If CMP implements IndexMerger you must have locking inside any
MergePolicy that's calling into CMP?  Whereas with the simplified
MergePolicy.merge API, no locking is necessary because IndexWriter
would lock segmentInfos whenever it calls MergePolicy.merge.

> In the previous iteration, I used derivation so that
> ConcurrentLogDocMergePolicy derived from the serial version but had
> the necessary threading.

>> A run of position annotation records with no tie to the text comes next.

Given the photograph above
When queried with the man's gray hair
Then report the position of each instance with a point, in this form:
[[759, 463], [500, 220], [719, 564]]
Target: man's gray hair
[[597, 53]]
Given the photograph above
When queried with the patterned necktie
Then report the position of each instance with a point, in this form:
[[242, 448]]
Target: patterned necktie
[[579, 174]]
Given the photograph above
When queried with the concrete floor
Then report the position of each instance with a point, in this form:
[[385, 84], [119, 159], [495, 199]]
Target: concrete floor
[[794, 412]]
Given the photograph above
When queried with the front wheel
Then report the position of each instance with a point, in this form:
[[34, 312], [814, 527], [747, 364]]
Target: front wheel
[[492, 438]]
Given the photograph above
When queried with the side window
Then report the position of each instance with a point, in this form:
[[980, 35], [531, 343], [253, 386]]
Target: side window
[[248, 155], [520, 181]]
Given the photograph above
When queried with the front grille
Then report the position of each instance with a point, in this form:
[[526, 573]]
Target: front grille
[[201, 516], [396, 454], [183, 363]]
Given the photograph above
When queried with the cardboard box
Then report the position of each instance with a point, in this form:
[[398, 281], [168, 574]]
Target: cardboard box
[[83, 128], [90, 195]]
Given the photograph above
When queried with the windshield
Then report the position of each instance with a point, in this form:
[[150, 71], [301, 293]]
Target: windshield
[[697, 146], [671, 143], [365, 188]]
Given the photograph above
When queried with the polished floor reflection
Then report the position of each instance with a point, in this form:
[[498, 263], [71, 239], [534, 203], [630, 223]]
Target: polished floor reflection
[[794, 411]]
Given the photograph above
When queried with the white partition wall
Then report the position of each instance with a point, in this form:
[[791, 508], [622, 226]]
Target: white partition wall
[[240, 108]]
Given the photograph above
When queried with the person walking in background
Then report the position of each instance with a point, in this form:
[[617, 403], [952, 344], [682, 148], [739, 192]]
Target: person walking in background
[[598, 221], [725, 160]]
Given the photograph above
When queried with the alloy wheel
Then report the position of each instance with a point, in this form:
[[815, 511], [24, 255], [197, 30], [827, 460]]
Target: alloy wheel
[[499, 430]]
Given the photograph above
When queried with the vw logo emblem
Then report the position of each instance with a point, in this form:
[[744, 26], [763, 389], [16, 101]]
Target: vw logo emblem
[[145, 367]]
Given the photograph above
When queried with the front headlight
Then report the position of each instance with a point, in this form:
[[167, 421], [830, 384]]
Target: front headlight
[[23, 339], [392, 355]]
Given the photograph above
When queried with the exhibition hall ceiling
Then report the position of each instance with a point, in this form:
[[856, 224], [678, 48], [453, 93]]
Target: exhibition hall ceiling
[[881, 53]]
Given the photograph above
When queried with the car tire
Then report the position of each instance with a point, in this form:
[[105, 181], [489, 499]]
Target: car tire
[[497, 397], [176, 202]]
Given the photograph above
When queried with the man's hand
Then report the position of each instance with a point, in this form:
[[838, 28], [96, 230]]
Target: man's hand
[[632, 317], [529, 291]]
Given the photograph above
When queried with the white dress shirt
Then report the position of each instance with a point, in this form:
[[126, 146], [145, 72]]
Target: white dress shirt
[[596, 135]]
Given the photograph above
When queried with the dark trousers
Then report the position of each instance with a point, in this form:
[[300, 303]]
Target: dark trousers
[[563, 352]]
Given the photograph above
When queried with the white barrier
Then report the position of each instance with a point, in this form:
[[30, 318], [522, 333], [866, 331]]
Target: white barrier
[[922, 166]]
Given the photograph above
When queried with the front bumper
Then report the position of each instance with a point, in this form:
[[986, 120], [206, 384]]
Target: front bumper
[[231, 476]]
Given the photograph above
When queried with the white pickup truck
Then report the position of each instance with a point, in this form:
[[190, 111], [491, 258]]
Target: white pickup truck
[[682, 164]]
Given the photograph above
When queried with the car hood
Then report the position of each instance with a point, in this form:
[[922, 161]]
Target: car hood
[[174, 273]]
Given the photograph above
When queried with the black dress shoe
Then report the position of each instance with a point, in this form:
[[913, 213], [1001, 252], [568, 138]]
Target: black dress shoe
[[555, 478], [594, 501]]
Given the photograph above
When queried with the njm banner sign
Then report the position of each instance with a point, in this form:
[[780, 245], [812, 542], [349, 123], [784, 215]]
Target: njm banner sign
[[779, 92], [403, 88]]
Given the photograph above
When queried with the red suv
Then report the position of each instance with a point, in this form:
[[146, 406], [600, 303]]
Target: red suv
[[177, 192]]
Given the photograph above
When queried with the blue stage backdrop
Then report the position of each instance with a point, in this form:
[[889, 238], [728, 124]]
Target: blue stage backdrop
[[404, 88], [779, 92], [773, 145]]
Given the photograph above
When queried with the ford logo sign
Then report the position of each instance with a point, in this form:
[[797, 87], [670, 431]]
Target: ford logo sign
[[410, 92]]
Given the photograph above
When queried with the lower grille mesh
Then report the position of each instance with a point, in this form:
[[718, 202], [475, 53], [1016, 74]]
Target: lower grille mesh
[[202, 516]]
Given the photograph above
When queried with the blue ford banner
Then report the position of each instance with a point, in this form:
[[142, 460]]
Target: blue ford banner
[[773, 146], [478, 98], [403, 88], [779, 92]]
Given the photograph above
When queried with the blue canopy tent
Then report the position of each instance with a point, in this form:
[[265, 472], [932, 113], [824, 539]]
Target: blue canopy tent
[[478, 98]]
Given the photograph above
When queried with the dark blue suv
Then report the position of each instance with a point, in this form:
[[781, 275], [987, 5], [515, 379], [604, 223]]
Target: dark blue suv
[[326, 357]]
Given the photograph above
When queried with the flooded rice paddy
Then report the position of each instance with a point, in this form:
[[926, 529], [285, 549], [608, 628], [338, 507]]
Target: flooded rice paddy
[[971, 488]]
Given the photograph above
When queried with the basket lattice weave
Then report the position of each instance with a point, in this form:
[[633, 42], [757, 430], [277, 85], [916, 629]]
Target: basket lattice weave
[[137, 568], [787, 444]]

I agree that a wrapper is better solution
> if it can be made to work.

I think it (concurrency wrapper around any merge policy) can be made
to work, if we do simplify the MergePolicy.merge API.  I'm not sure it
can be made to work if we don't, but if you have an approach we should
work through it!


> Factor merge policy out of IndexWriter
> --------------------------------------
>
>                 Key: LUCENE-847
>                 URL: https://issues.apache.org/jira/browse/LUCENE-847
>             Project: Lucene - Java
>          Issue Type: Improvement
>          Components: Index
>            Reporter: Steven Parkes
>            Assignee: Steven Parkes
>         Attachments: concurrentMerge.patch, LUCENE-847.patch.txt, 
> LUCENE-847.txt
>
>
> If we factor the merge policy out of IndexWriter, we can make it pluggable, 
> making it possible for apps to choose a custom merge policy and for easier 
> experimenting with merge policy variants.